Für den Coach hatte der Eklat eine Vorgeschichte. Der TV Feldkirchen II war vom Staffelleiter beauftragt worden, das Schiedsgericht zu besorgen und hatte damit offenbar Probleme. Am Tag vor der Partie fragten die Gastgeber beim SSVGH an, ob die Schmuckstädter das Schiedsgericht übernehmen könnten. „Das haben wir wegen der Kurzfristigkeit der Anfrage abgelehnt“, sagt Scherer und berichtet weiter: „Am Abend vor dem Spiel hatte der TV dann jemanden gefunden, der pfeifen würde. Dafür wollten die Feldkirchener das Spiel um zwei Stunden nach hinten verlegen.“

Scherer platzte hier zum ersten Mal der Kragen. Er telefonierte mit dem Staffelleiter. „Ich habe mich darüber beschwert, dass offenbar jeder macht, was er will, dass sich keiner mehr an Termine gebunden fühlt und habe gefordert, entweder einen einigermaßen vernünftigen Spielbetrieb auszutragen oder keinen.“ Laut Scherer sprach Staffelleiter Sven Retzlaff daraufhin ein Machtwort und stellte klar, dass die Partie in Neuwied beim TV Feldkirchen II wie angesetzt auch stattfinden müsse. Ein harmonischer Start in die Begegnung war danach freilich eher nicht mehr zu erwarten.
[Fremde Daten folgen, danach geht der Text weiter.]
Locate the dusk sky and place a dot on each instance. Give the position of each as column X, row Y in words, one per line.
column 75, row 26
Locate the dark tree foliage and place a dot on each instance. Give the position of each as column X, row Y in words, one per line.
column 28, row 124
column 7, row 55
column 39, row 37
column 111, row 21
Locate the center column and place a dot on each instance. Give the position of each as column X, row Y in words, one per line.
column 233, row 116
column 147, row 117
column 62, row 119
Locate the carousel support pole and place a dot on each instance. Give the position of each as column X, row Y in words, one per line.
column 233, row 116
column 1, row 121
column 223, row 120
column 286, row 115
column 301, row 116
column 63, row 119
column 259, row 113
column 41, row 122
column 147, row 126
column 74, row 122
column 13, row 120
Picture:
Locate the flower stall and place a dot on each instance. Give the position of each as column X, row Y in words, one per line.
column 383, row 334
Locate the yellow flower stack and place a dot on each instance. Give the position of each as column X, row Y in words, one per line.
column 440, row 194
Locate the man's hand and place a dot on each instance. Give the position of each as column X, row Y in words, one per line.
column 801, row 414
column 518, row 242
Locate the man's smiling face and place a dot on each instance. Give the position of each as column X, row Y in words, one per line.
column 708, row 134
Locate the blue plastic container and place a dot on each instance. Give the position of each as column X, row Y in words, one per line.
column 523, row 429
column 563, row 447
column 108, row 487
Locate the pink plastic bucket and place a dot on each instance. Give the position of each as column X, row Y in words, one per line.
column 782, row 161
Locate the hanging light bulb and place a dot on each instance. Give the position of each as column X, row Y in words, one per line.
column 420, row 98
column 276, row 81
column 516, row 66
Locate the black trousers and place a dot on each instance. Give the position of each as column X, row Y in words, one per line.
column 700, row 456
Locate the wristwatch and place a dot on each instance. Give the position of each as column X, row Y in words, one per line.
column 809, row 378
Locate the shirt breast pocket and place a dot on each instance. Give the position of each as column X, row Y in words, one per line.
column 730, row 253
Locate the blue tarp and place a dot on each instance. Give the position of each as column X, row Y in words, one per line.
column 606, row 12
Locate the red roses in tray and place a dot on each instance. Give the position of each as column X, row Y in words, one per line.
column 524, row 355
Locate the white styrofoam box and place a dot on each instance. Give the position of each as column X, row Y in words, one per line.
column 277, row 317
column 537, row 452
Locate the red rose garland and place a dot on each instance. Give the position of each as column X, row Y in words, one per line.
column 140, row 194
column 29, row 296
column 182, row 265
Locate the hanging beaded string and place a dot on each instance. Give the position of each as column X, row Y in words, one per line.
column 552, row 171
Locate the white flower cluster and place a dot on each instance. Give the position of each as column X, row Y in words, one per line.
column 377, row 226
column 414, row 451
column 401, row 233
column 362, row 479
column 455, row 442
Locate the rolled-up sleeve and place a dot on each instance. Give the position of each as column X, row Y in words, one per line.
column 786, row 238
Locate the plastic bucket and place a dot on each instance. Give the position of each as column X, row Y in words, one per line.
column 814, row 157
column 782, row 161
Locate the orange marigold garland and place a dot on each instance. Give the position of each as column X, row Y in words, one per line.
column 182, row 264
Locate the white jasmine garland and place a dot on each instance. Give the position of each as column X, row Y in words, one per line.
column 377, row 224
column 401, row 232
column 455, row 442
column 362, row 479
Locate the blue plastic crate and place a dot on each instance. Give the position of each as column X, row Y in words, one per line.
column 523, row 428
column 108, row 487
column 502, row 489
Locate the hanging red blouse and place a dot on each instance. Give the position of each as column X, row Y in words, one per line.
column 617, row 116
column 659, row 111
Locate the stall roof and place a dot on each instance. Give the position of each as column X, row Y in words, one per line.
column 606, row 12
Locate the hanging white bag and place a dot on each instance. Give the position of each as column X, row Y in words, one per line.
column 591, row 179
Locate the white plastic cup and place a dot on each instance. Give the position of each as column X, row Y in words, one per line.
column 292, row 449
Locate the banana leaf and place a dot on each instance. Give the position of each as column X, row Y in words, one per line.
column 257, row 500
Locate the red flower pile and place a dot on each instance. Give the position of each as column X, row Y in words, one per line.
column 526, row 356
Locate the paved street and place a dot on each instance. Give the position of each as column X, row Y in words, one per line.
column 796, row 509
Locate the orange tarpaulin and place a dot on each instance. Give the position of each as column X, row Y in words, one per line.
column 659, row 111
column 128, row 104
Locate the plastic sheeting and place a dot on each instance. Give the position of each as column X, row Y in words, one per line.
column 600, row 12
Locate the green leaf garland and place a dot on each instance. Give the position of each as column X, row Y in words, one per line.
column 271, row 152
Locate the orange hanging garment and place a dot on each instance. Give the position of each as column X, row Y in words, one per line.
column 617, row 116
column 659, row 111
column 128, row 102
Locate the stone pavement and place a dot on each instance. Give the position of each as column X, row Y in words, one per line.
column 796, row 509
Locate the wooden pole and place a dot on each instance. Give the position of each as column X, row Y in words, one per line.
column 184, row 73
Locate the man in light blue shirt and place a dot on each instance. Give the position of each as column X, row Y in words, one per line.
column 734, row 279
In der Halle des Werner-Heisenberg-Gymnasiums erlebte der SSVGH dann eine Überraschung, als er seine Kamera aufbauen wollte. Scherer erklärt: „Wir zeichnen unsere Spiele immer auf und damit gab es nie ein Problem.“ In Neuwied war das anders. Scherer berichtet: „Ein Verantwortlicher des TV Feldkirchen kam, meinte, er mache von seinem Hausrecht Gebrauch und untersagte uns das Filmen.“ Scherer war sich zwar sicher, dass dies bei einer öffentlich zugänglichen Veranstaltung überhaupt nicht statthaft war, wollte aber kein Öl ins Feuer gießen.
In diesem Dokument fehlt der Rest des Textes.